When I think of Cicerone I tend to think more of hiking guides than cycling guides but a quick glance at the list of Cicerone publications reminds me that they do have a pretty good range available for those who prefer two wheels over two legs (although you could argue very strongly that the legs are just as much a part of cycling as hiking but I digress…).
Of particular relevance for me is the portion of the Rhine Cycle Route, also now known as Eurovelo 15 of course, that I will be cycling as part of my toe to tip crossing of the continent that starts just after Easter. The relevant section – which is also part of Eurovelo 3 – starts in Bonn and finishes in Duisburg at which point I turn to head east towards Munster and eventually Hamburg etc… It’s stages 19, 20 and 21 in the guide. Each of the stages of the entire route is a very manageable 50km or thereabouts, which, bearing in mind that you are following a river for most of the time, doesn’t involve too much climbing (and if you follow the route in the direction that the guide does, much more time will be spent descending than ascending, especially in the first few stages in Switzerland). The bulk of each chapter in both books is made up of a detailed description of the route itself which doesn’t make riveting reading when you are sitting at a kitchen table in Yorkshire (as I am now) but will be very useful when you are actually cycling the route and the signs have let you down. What will be of more interest for those reading about and cycling the route at the same time (and indeed those who, like me, are not), are the extensive notes about the places that you will pass as you cycle alongside very clear route maps of each section of the route and some more detailed urban maps (where following the route may become a little more tricky). At the start of the guide there are extensive notes about each country, signage, geography etc… as well as notes on the more practical aspects of travelling to your starting point and making sure you are well fed and watered. In the appendices you will find a summary of the different stages, a list of tourist offices near to where you will pass and a list of youth hostels. It’s a shame that they haven’t included a list of campsites but I suppose that if you have trouble finding one you can always pay a visit to the tourist office mentioned. It’s worth noting that the Danube Cycleway guide follows (in the main) Eurovelo 6.

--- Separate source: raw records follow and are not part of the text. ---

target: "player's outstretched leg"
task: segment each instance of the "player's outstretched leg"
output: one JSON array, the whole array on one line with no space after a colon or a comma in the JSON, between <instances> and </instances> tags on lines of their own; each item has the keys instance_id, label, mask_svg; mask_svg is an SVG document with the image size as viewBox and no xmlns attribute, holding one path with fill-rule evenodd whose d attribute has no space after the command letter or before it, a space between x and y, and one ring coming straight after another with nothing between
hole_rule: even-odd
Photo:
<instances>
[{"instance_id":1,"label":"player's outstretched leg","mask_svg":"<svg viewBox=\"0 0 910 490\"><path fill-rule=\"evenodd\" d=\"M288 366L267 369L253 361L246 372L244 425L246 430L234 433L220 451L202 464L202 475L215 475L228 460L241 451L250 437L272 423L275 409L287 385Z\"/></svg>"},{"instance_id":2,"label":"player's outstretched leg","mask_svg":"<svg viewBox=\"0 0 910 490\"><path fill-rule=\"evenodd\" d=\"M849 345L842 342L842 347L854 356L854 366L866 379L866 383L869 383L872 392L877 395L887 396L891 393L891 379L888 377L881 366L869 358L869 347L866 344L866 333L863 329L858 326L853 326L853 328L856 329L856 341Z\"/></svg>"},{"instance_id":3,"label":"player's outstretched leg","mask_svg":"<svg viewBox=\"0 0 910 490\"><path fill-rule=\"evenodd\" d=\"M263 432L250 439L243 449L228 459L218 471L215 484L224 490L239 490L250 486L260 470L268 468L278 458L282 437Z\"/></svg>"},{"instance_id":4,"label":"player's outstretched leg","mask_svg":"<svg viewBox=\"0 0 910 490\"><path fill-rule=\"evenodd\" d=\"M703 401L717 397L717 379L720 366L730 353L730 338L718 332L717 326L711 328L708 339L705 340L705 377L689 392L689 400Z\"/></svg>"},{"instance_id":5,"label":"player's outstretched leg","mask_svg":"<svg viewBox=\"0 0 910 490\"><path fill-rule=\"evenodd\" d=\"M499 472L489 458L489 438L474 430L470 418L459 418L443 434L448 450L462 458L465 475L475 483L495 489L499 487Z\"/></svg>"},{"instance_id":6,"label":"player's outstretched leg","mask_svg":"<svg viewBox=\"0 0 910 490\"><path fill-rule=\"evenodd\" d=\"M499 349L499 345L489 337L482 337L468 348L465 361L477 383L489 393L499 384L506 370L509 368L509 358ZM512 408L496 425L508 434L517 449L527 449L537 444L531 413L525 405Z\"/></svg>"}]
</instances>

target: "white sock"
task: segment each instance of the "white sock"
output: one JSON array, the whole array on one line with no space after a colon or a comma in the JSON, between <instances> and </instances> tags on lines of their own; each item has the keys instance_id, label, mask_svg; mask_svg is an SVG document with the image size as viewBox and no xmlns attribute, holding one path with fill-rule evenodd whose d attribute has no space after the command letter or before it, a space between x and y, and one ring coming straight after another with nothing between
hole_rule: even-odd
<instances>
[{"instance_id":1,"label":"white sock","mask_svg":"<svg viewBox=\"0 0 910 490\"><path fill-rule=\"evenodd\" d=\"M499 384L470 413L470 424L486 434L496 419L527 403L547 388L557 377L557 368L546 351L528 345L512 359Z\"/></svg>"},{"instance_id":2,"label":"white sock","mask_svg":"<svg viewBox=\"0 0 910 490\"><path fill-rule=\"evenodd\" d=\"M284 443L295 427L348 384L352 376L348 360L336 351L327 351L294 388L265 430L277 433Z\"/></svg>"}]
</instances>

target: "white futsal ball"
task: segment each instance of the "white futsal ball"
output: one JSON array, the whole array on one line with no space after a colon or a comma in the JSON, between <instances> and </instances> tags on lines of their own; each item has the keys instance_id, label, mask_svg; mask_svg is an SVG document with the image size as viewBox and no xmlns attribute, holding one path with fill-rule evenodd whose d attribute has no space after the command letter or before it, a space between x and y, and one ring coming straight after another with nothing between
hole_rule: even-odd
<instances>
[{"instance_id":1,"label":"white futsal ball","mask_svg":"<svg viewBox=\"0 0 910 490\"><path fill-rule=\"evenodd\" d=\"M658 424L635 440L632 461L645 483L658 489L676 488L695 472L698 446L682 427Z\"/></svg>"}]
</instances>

Personally, I’m not a great one for following a fixed route – those of you who have read my own books which purport to follow the Eurovelos 5 and 8 will know full well that they rarely stick to the exact path – but for those who want a little more certainly that they are doing so, these guides are fantastic and I have yet to find anything in English which does a better job.
The full list of Cicerone cycling guides can be found on their website. The Rhine Cycle Route and The Danube Cycleway guides are both written by experienced cyclist Mike Wells and are priced at £14.95. eBook versions are also available (which may be a more practical solution when you are riding the route, have a bike mount for your phone and don’t have three hands…).